You don't need to be a vegetarian to eat like one! With over 100 recipes, the New York Times bestselling author of Dinner: A Love Story and her family adopt a "weekday vegetarian" mentality.

In her newest cookbook, beloved author and Cup of Jo columnist Jenny Rosenstrach writes about being a "weekday vegetarian," i.e. eating a vegetable-based diet during the week and saving meaty splurges for the weekend. One day, it hit Rosenstrach like a lightning bolt: She and her family needed to eat less meat--for their health and for the greater good of the environment. The Weekday Vegetarians shows readers how she got her family on board with meat-free meals. She uses "Hooks" that make any vegetarian dish irresistible--like spiced Crispy Chickpeas, Pizza Dough Croutons, and Sweet Chili Glaze; "Next-Level Sauces" like Vegan Caesar, Shakedown Pesto, and Yogurt-Harissa; and "Side Dishes That Make Everything Special" like Yogurt Flatbread.

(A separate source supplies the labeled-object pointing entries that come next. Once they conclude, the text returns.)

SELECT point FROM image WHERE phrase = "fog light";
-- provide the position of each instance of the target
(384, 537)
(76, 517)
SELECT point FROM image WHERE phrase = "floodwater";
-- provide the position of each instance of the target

Organized by meal type, The Weekday Vegetarians offers one hundred recipes like Pizza Salad with White Beans in the Bowls & Salads chapter, Cauliflower Cutlets with Ranch Dressing in the chapter Skillet Mains, and Squash and Black Bean Tacos in the Tacos & Tortillas chapter, with excellent and practical tips, and food for thought written in her engaging, witty, and relatable voice. And who knows--maybe like Jenny's family, the more you practice being "weekday vegetarians," the more you will notice plant-based eating creeping into your weekends!